Officers make traffic stops based on “triggers” — indicators that something could be amiss, Anderson said. “You look for things that don’t match,” he said, such as a new license plate on a vehicle that is coated with grime and in poor condition. “Those are things that tend to not go together,” he said.
“Then you have the expired paper plates that are unreadable because they’ve been in the weather for a length of time,” Anderson said.
Police are also trained to look for several clues that a driver is impaired, either by alcohol or other substances, Anderson said. Those can include weaving, crossing left of center, or randomly speeding up, then slowing down. An officer seeing those or other triggers has what is called “probable cause” to stop the driver.
Whitestown officers can check a license plate remotely, using an in-car camera. If the registration description doesn’t match the vehicle, officers will stop the driver.
Between July 5 and July 7, Whitestown officers made eight traffic stops, according to police records.
Of those, five drivers were either black or not white, based on categories selected by officers. Only one of the drivers was from Whitestown, and that person was not described as black.
Two of the three black or non-white drivers stopped on July 5 were charged with driving on a suspended license; the other was charged with never having gotten a license. All were from Indianapolis.
The other stops on July 5 were of a Whitestown resident, and a Bloomington resident, both white, who were charged with operating a vehicle while intoxicated.
Despite the statistics for that weekend, no racial profiling was involved in the arrests, Anderson said.
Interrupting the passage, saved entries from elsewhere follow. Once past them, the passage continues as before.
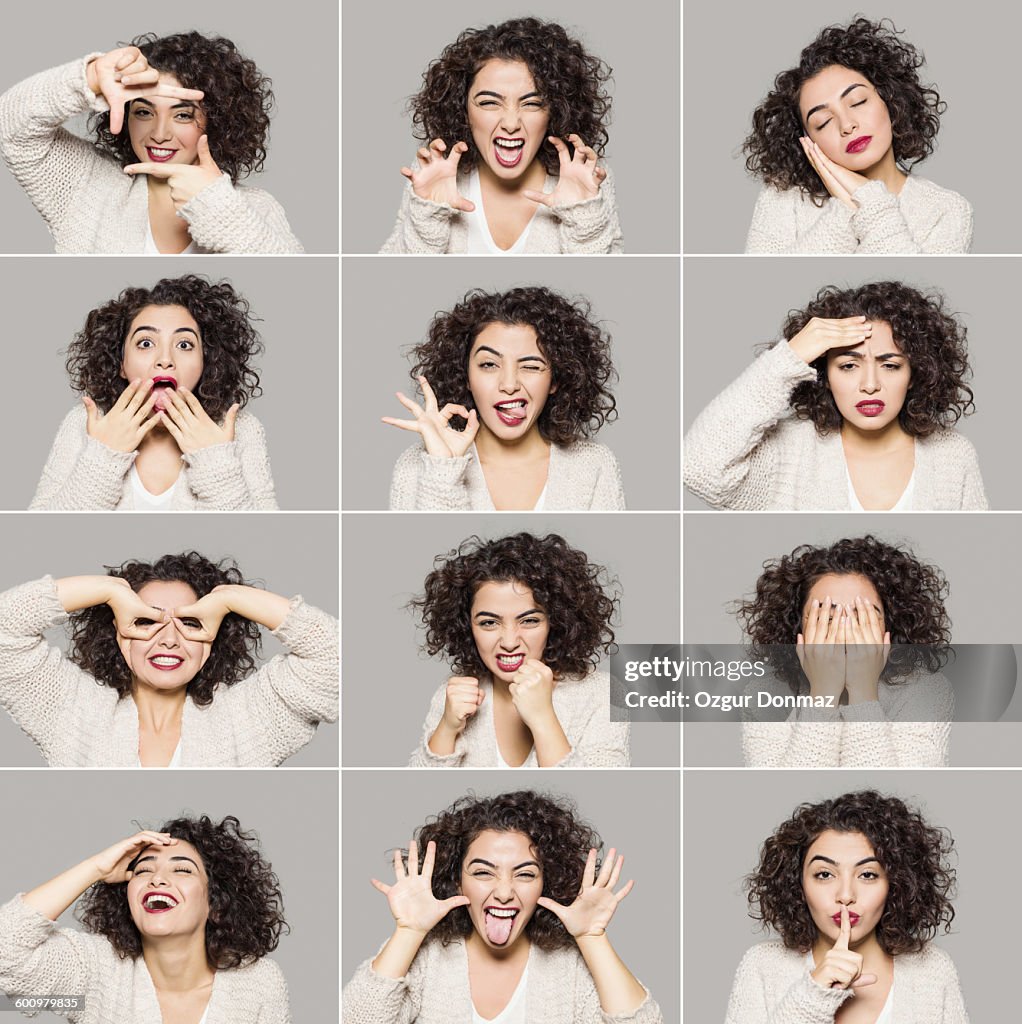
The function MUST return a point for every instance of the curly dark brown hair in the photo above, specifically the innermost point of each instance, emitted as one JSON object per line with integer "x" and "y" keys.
{"x": 237, "y": 101}
{"x": 916, "y": 857}
{"x": 911, "y": 594}
{"x": 93, "y": 634}
{"x": 561, "y": 841}
{"x": 932, "y": 338}
{"x": 571, "y": 82}
{"x": 580, "y": 600}
{"x": 229, "y": 342}
{"x": 246, "y": 906}
{"x": 578, "y": 349}
{"x": 873, "y": 48}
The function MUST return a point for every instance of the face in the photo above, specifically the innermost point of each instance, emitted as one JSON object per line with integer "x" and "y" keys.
{"x": 507, "y": 116}
{"x": 502, "y": 879}
{"x": 168, "y": 891}
{"x": 841, "y": 869}
{"x": 508, "y": 627}
{"x": 869, "y": 382}
{"x": 164, "y": 130}
{"x": 164, "y": 345}
{"x": 843, "y": 590}
{"x": 167, "y": 660}
{"x": 510, "y": 380}
{"x": 845, "y": 116}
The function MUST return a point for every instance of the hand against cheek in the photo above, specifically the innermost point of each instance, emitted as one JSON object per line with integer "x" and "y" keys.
{"x": 189, "y": 425}
{"x": 436, "y": 178}
{"x": 533, "y": 692}
{"x": 127, "y": 422}
{"x": 595, "y": 905}
{"x": 580, "y": 175}
{"x": 411, "y": 897}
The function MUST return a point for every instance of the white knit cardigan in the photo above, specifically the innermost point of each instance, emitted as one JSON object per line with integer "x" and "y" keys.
{"x": 582, "y": 476}
{"x": 560, "y": 990}
{"x": 87, "y": 201}
{"x": 82, "y": 473}
{"x": 773, "y": 986}
{"x": 582, "y": 707}
{"x": 39, "y": 958}
{"x": 77, "y": 723}
{"x": 748, "y": 451}
{"x": 588, "y": 226}
{"x": 922, "y": 218}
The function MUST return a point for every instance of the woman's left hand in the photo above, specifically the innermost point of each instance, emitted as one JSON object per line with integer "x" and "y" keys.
{"x": 596, "y": 902}
{"x": 580, "y": 176}
{"x": 192, "y": 427}
{"x": 185, "y": 180}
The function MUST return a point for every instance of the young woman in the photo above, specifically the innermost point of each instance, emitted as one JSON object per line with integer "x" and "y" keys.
{"x": 853, "y": 410}
{"x": 178, "y": 922}
{"x": 512, "y": 119}
{"x": 514, "y": 384}
{"x": 863, "y": 623}
{"x": 177, "y": 122}
{"x": 835, "y": 142}
{"x": 504, "y": 920}
{"x": 163, "y": 373}
{"x": 856, "y": 888}
{"x": 523, "y": 622}
{"x": 170, "y": 645}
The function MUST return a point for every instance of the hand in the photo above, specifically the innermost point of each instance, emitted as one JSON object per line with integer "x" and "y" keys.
{"x": 433, "y": 424}
{"x": 596, "y": 902}
{"x": 580, "y": 176}
{"x": 123, "y": 75}
{"x": 411, "y": 897}
{"x": 189, "y": 425}
{"x": 533, "y": 691}
{"x": 841, "y": 968}
{"x": 819, "y": 336}
{"x": 128, "y": 420}
{"x": 185, "y": 180}
{"x": 838, "y": 180}
{"x": 436, "y": 178}
{"x": 112, "y": 864}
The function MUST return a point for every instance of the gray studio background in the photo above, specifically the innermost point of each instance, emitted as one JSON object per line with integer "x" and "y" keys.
{"x": 721, "y": 335}
{"x": 977, "y": 552}
{"x": 57, "y": 819}
{"x": 729, "y": 814}
{"x": 46, "y": 302}
{"x": 383, "y": 60}
{"x": 636, "y": 812}
{"x": 730, "y": 64}
{"x": 389, "y": 683}
{"x": 635, "y": 300}
{"x": 287, "y": 554}
{"x": 301, "y": 166}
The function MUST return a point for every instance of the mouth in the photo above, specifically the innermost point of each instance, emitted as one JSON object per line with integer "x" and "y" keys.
{"x": 511, "y": 414}
{"x": 499, "y": 923}
{"x": 509, "y": 151}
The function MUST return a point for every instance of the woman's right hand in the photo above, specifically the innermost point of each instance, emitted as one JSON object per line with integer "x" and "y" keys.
{"x": 123, "y": 75}
{"x": 128, "y": 420}
{"x": 436, "y": 178}
{"x": 819, "y": 336}
{"x": 433, "y": 424}
{"x": 411, "y": 898}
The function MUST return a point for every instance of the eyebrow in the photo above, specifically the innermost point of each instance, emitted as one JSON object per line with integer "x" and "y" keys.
{"x": 823, "y": 107}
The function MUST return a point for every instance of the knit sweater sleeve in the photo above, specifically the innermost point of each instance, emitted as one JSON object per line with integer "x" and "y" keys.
{"x": 228, "y": 218}
{"x": 236, "y": 475}
{"x": 81, "y": 473}
{"x": 730, "y": 452}
{"x": 48, "y": 162}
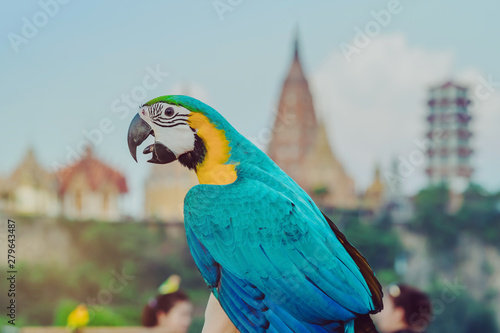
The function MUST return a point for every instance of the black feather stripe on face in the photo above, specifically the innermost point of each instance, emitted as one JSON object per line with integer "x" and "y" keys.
{"x": 196, "y": 156}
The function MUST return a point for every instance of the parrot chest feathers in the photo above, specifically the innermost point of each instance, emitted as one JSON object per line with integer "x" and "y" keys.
{"x": 212, "y": 168}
Anderson said WPD does not profile drivers.
Determining the race of an individual driver who is passing an officer either parked at the roadside or on patrol at night is “an impossible task, in my opinion,” Anderson said.
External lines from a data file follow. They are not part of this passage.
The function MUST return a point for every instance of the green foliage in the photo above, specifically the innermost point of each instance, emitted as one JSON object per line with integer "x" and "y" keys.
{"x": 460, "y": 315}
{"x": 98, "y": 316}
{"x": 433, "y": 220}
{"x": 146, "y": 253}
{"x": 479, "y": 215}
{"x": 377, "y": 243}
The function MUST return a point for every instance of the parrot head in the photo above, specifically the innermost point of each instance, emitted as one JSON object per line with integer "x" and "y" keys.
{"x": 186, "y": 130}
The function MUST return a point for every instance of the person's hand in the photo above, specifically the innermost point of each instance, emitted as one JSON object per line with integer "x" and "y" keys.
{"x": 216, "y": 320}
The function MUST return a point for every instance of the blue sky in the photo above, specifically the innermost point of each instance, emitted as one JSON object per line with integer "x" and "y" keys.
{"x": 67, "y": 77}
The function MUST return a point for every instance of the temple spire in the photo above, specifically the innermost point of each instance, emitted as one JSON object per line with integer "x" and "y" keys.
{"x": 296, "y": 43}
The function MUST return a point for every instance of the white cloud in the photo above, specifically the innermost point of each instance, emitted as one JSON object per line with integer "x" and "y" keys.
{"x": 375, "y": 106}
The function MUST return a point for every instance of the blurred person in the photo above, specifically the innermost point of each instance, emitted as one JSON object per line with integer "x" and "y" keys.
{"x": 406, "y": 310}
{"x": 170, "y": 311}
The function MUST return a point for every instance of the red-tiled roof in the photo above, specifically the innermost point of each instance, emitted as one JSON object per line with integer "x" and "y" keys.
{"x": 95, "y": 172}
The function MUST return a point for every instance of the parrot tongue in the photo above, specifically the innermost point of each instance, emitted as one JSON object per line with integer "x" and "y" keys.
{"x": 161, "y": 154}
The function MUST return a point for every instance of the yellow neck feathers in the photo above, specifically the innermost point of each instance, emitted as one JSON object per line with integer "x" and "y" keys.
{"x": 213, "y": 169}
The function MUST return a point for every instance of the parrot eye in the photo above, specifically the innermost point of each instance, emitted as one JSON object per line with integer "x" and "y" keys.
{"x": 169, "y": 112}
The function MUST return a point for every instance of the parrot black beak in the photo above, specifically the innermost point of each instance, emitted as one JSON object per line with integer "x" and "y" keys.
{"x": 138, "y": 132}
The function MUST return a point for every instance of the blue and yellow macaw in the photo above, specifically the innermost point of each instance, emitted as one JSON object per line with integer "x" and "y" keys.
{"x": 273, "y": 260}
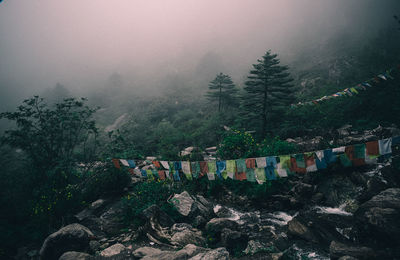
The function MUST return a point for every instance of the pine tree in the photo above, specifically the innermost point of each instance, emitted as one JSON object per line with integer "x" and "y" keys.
{"x": 223, "y": 90}
{"x": 268, "y": 90}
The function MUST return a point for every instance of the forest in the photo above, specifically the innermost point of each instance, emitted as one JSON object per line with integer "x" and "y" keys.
{"x": 57, "y": 144}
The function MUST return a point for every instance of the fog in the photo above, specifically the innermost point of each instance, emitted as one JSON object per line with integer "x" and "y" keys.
{"x": 81, "y": 43}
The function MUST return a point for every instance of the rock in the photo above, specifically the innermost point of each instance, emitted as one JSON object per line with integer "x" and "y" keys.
{"x": 379, "y": 218}
{"x": 154, "y": 211}
{"x": 338, "y": 250}
{"x": 146, "y": 251}
{"x": 254, "y": 247}
{"x": 298, "y": 229}
{"x": 183, "y": 203}
{"x": 73, "y": 237}
{"x": 192, "y": 206}
{"x": 233, "y": 240}
{"x": 97, "y": 204}
{"x": 303, "y": 190}
{"x": 72, "y": 255}
{"x": 321, "y": 225}
{"x": 216, "y": 225}
{"x": 347, "y": 257}
{"x": 113, "y": 250}
{"x": 199, "y": 221}
{"x": 94, "y": 245}
{"x": 188, "y": 236}
{"x": 216, "y": 254}
{"x": 111, "y": 220}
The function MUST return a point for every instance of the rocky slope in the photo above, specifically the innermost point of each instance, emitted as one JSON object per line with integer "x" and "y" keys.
{"x": 336, "y": 214}
{"x": 339, "y": 213}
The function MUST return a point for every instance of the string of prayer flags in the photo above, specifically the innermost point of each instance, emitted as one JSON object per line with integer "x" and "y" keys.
{"x": 221, "y": 170}
{"x": 263, "y": 169}
{"x": 353, "y": 90}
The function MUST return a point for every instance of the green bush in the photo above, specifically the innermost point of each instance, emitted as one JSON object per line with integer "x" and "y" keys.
{"x": 236, "y": 144}
{"x": 145, "y": 194}
{"x": 104, "y": 180}
{"x": 275, "y": 146}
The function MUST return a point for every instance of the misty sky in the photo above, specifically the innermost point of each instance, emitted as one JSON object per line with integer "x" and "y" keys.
{"x": 81, "y": 43}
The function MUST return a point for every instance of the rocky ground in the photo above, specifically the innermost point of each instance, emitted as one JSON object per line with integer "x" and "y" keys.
{"x": 332, "y": 214}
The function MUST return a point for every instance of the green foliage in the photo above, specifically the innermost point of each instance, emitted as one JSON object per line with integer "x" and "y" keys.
{"x": 42, "y": 151}
{"x": 100, "y": 180}
{"x": 222, "y": 90}
{"x": 275, "y": 146}
{"x": 268, "y": 91}
{"x": 50, "y": 135}
{"x": 146, "y": 194}
{"x": 236, "y": 144}
{"x": 239, "y": 144}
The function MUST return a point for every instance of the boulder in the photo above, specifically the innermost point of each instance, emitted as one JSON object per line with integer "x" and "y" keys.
{"x": 113, "y": 250}
{"x": 337, "y": 250}
{"x": 146, "y": 251}
{"x": 216, "y": 254}
{"x": 184, "y": 234}
{"x": 380, "y": 216}
{"x": 154, "y": 211}
{"x": 298, "y": 229}
{"x": 347, "y": 257}
{"x": 233, "y": 240}
{"x": 149, "y": 253}
{"x": 216, "y": 225}
{"x": 183, "y": 203}
{"x": 254, "y": 247}
{"x": 72, "y": 255}
{"x": 111, "y": 220}
{"x": 192, "y": 206}
{"x": 73, "y": 237}
{"x": 321, "y": 225}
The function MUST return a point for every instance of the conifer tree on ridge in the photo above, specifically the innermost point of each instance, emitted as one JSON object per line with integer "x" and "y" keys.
{"x": 222, "y": 89}
{"x": 268, "y": 90}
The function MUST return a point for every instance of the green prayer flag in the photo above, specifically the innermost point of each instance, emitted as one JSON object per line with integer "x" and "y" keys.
{"x": 241, "y": 165}
{"x": 195, "y": 169}
{"x": 250, "y": 175}
{"x": 344, "y": 160}
{"x": 212, "y": 167}
{"x": 231, "y": 166}
{"x": 300, "y": 160}
{"x": 150, "y": 175}
{"x": 260, "y": 174}
{"x": 359, "y": 151}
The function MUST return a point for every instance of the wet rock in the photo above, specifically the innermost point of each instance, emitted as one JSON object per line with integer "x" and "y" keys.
{"x": 191, "y": 206}
{"x": 379, "y": 217}
{"x": 321, "y": 225}
{"x": 113, "y": 250}
{"x": 149, "y": 253}
{"x": 298, "y": 229}
{"x": 216, "y": 225}
{"x": 199, "y": 221}
{"x": 216, "y": 254}
{"x": 111, "y": 220}
{"x": 338, "y": 250}
{"x": 185, "y": 234}
{"x": 347, "y": 257}
{"x": 183, "y": 203}
{"x": 146, "y": 251}
{"x": 73, "y": 237}
{"x": 154, "y": 211}
{"x": 72, "y": 255}
{"x": 94, "y": 245}
{"x": 303, "y": 190}
{"x": 233, "y": 240}
{"x": 254, "y": 247}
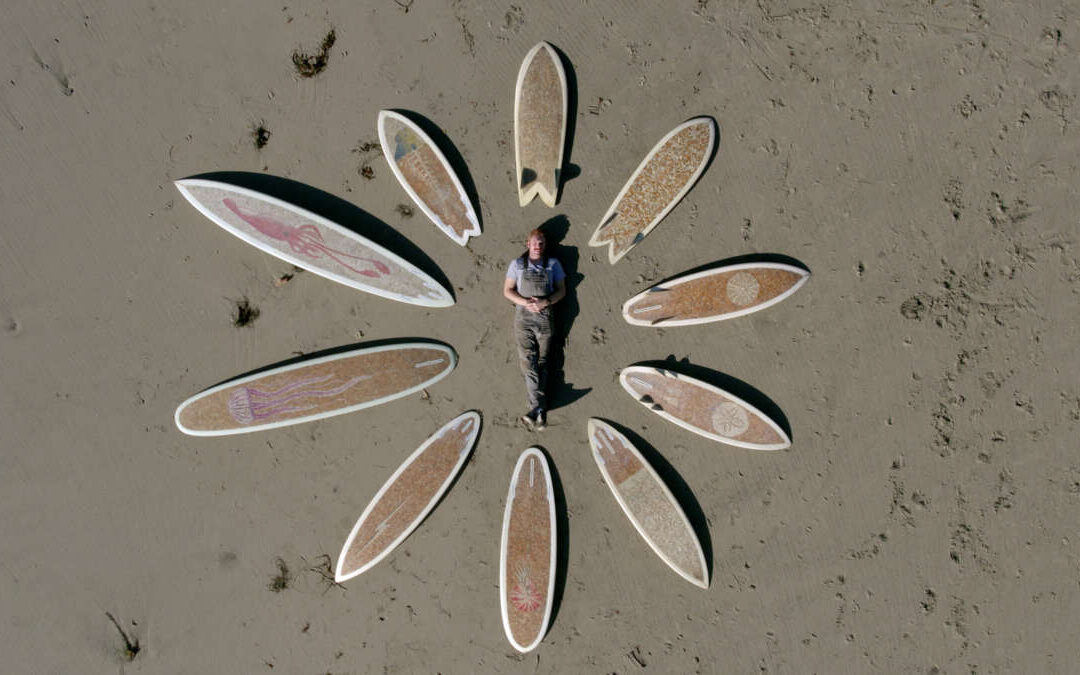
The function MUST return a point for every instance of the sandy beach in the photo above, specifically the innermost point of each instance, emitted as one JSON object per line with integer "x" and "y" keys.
{"x": 918, "y": 158}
Attempting to draw the conclusion that the department is racially profiling drivers based on actions during a three-day period in July is neither valid nor fair, he added.
“You’d have to take a look, a much larger look, at what’s out there to make a determination, to say, ‘do we see a pattern or a trend?’” Anderson said.
Indiana’s police agencies write more than one million traffic tickets annually, according to the Indiana Supreme Court’s Judicial Technology and Automation Committee. Called the Electronic Citation and Warning System, the computer-based ticketing system allows officers to spend less time writing tickets and more time patrolling, while electronically distributing driver information to courts, the Bureau of Motor Vehicles, and other agencies.
Before eCWS, officers hand-wrote tickets — and copies were available for review, Anderson said.
“All I get is a report, once a month, that shows how many tickets the officer wrote,” Anderson said. To investigate further, he must request information from the state.
When stopping motorists, “you’re dealing with a huge cross section of the population,” he said, and for an overwhelming number of people, “the only true interaction they get with law enforcement is dealing with an officer during a traffic stop.”